Stephanie Doyon's Cedar Hole is a town where, "when a person rose above the lot, everyone else looked around and thought they were sinking. Balance had to be restored, and if fate didn't see to it, the citizens of Cedar Hole took it upon themselves to make sure that victory and defeat were served up in equal portions." Francis "Spud" Pinkham learns this lesson as well if not better than anyone. As the youngest of 10 children, and the only boy, he suffers at the hands of his nine tomboy sisters, most especially from their ringleader, Jackie, the oldest and biggest hellion of them all. But while he fears Jackie, he simply dislikes his classmate Robert Cutler. Robert is the town's golden boy, one who seems destined for greater things, but for whom Cedar Hole is nevertheless the center of the universe. It is his image against whom all others in town are compared and found lacking. Spud is able to get by in life, but with the constant lessons his sisters provide, he never becomes too comfortable -- imminent misfortune is always to be expected. When fortune finally seems to shine down on him when he's in his mid-30s, Francis cannot trust his luck, to his wife's and children's frustration.

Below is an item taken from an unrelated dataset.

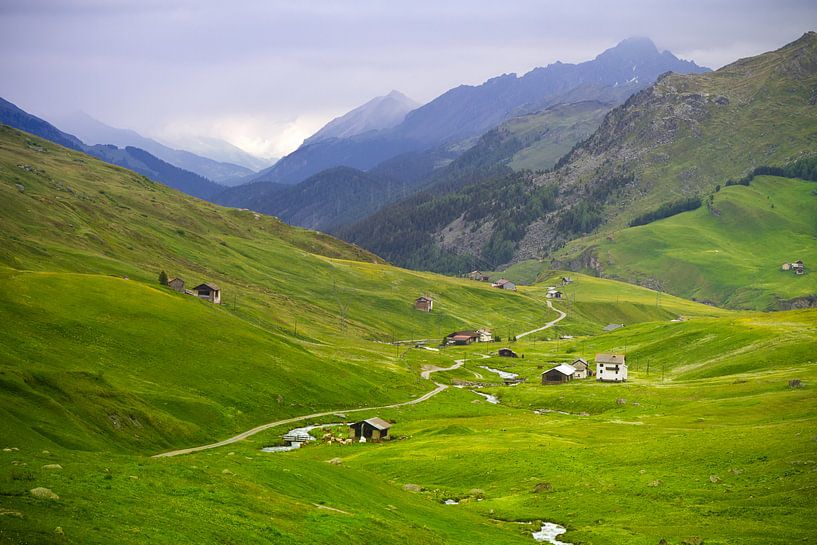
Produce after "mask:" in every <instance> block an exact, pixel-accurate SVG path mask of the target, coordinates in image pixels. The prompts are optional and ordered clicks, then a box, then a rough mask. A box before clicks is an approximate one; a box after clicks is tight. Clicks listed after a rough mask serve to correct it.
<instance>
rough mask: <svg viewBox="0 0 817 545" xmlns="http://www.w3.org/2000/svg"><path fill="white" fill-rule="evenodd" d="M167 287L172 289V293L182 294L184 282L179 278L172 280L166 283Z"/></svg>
mask: <svg viewBox="0 0 817 545" xmlns="http://www.w3.org/2000/svg"><path fill="white" fill-rule="evenodd" d="M167 287H168V288H170V289H172V290H173V291H178V292H179V293H184V280H182V279H181V278H174V279H173V280H171V281H169V282H168V283H167Z"/></svg>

Cedar Hole is a small town that's provincial in its outlook and unlike anywhere I've ever lived. At the same time, I can't help but feel that it conveys a genuine feel of small-town America. Doyon breathes life into the the stock characters, from the town's Chief Wiggum-like police officer, to the school's fourth-grade teacher; and into the petty disputes and personal relationships. Reading of Spud as a child and teen is a delight. As an adult, after he's been made small by the life he's lived, it's somewhat painful yet wholly captivating.
With most books, I get caught up in the plot and never stop until I reach the end. Here I was far more deliberate. At no point did I ever want to put the book away -- I just put it down for spells so I could savor it.